Given the significance of the water heater, do you really know a good amount about it? We’re here to provide a few things to keep in mind when it comes to replacing, maintaining, and servicing your water heater.
The average lifespan of residential water heaters is 10-12 years.
Natural gas and electric water heaters will typically last about a decade before you need to look into replacing the system. If you aren’t sure about the age of your water heater, the date the equipment was manufactured will be reflected in the serial number which you can find on the label on the water heater tank.
Older water heaters are nothing to mess around with. A water heater that is a decade or older is at greater risk of producing a leak and leading to water damage to your home. If your water heater is positioned in your attic or above the bottom floor, the potential for catastrophic damage rises. Always have your water heater maintenance annually to prevent any leaks from damaging your home.
The most common breakdown of residential water heaters that will entail replacement is a leaking tank.
It is a good idea to have your plumbing expert install the water heater in a drain pan with piping that enables the pan to drain to the outside of your home and lower the possibility of water damage. All water heaters should have a working and reachable shut-off valve on the inlet water supply to the tank, and a ball-type valve on the gas supply. For electric water heaters, an electrical shut off should be placed nearby.
If a water heater is “undersized,” particularly a gas water heater, the tank will fail in a shorter time span.
When a gas water heater is routinely drained of hot water due to substantial hot water use, the gas burner is set off more often which can produce heavy condensation on the outside of the tank. The condensation can cause more expeditious breakdown of the steel tank. Also, the severe heat from the gas burner on the bottom of the water heater tank can also cause damage to the glass lining on the interior of the tank, which reduces the life cycle of the water heater.
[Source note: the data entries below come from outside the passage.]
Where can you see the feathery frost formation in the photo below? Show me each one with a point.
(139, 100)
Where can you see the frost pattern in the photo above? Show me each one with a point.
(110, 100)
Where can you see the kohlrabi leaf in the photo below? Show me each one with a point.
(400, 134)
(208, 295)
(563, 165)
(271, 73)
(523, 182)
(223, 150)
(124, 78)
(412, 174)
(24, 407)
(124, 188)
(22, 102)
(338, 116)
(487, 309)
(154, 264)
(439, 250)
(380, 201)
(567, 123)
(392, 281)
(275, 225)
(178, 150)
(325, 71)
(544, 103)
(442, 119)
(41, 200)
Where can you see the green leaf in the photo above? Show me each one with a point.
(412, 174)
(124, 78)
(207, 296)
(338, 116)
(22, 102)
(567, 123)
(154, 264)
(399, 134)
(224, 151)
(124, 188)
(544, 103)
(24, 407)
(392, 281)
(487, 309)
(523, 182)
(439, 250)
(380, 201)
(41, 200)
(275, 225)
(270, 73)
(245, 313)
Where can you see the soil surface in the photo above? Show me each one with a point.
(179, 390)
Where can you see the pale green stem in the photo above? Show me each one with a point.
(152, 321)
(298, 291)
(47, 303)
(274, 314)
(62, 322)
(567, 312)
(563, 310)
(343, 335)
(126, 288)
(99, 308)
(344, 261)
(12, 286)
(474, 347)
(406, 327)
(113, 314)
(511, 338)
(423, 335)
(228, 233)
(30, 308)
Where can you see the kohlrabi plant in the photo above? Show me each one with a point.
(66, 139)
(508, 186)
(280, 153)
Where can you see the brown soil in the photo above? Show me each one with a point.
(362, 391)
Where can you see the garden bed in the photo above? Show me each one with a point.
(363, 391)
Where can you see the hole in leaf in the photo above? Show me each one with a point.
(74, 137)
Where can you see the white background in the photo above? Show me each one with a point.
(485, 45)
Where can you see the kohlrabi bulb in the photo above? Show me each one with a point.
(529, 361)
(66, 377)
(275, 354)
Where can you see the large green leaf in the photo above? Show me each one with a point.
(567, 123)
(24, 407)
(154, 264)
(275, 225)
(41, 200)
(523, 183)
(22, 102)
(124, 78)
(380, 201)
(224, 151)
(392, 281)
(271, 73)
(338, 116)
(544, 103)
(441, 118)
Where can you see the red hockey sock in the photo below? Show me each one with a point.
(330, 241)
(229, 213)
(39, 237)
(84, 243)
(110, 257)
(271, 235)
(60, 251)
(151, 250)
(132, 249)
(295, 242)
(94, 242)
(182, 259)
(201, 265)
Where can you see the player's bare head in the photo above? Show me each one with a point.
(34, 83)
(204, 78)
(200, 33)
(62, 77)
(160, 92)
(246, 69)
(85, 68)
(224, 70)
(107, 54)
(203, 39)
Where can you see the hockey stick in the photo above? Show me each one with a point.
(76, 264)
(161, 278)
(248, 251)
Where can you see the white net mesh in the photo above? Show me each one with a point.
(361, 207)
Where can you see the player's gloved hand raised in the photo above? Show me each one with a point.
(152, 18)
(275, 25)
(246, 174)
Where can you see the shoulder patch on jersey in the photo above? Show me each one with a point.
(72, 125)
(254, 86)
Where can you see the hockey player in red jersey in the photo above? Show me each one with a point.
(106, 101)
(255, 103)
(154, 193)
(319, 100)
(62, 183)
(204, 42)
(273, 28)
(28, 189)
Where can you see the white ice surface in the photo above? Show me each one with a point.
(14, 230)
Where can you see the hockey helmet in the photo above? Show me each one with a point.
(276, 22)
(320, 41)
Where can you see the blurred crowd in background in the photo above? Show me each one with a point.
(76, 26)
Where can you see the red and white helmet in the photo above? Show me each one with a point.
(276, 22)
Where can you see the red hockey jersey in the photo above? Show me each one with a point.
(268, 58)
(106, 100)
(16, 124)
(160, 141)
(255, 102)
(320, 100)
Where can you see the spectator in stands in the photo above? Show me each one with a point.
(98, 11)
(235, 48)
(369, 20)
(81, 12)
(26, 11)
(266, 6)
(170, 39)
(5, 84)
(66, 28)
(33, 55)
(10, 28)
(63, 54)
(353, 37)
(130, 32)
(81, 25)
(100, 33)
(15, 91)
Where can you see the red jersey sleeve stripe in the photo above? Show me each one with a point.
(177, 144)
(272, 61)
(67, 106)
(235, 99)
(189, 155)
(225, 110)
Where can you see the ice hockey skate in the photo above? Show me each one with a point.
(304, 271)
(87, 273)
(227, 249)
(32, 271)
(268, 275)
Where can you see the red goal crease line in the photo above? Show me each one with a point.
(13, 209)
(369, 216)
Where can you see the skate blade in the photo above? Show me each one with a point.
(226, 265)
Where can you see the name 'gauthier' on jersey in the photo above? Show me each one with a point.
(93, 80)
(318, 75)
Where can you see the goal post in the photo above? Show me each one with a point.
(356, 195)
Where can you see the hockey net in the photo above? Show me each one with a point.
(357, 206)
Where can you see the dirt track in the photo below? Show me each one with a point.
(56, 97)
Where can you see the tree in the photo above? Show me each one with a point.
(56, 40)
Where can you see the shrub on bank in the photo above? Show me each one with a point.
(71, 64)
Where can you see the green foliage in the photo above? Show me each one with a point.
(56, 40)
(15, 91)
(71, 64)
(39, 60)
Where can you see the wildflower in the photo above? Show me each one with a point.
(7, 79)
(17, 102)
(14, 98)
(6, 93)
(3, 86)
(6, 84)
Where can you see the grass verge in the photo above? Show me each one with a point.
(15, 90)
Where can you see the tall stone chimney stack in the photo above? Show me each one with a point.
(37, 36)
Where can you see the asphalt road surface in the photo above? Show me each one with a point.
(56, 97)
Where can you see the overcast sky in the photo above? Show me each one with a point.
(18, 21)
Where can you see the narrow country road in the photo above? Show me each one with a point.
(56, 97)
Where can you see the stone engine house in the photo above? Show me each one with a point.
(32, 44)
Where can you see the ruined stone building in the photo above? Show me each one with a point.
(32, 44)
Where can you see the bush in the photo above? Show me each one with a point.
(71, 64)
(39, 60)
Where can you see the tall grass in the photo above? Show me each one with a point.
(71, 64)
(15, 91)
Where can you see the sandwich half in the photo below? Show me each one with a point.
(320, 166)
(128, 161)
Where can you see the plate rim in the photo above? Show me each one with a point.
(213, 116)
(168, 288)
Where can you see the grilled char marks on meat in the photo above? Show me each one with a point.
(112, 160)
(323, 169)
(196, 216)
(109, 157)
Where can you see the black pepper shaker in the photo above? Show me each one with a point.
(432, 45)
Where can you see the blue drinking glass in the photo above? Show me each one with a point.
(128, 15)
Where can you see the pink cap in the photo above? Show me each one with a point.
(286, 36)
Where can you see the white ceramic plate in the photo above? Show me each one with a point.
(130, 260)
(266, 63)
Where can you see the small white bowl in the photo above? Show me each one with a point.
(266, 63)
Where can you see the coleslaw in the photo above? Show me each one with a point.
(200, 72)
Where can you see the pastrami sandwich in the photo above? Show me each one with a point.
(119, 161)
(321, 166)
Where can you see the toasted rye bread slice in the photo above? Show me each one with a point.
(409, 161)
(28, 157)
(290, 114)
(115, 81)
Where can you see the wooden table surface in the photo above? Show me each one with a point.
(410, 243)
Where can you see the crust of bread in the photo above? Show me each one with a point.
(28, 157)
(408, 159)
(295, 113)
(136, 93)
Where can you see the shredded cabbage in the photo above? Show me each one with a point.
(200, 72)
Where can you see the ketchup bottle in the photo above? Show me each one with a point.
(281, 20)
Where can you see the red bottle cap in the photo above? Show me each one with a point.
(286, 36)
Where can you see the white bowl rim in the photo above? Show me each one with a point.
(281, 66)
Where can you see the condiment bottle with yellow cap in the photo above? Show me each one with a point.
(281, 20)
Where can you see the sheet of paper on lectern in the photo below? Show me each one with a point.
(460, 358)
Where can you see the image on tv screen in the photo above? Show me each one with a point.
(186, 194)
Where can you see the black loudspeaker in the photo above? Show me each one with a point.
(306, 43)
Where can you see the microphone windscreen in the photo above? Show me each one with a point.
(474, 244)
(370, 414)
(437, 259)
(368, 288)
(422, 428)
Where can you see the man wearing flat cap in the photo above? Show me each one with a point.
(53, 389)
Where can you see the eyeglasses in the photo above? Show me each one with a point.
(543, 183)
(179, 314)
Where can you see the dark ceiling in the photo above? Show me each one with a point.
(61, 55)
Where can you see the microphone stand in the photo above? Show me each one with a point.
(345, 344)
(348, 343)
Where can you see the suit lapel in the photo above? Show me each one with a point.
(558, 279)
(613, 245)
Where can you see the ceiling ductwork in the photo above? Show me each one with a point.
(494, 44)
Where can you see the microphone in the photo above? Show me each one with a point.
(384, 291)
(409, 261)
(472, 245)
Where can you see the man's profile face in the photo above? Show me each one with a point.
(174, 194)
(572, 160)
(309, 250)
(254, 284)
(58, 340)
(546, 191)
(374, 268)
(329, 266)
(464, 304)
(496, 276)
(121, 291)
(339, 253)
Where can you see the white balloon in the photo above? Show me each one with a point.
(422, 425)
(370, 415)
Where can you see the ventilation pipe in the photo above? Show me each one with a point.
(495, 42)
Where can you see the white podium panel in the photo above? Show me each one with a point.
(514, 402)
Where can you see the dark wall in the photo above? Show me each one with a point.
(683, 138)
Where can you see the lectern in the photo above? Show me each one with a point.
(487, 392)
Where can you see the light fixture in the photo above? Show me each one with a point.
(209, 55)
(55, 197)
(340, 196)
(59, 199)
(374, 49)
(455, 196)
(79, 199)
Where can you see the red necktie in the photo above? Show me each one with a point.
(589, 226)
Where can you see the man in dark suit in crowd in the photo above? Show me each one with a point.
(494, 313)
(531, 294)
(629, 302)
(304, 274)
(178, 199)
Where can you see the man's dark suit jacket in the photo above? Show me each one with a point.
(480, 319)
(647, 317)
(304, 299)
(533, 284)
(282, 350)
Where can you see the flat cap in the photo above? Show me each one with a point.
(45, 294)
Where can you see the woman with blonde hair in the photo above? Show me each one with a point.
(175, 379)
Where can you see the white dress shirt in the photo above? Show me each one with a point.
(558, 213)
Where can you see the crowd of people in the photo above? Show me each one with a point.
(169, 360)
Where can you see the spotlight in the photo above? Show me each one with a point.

Water Heater sizing is a crucial replacement consideration.
All water heaters are under pressure from the water supply, and as water is heated, it expands creating even more pressure. When considering replacement of a water heater, it’s usually better to go with a sizable 50 gallon tank, rather than a 30 or 40 gallon tank, as long as the location will accept the larger size. The larger tank will also supply you more hot water capacity.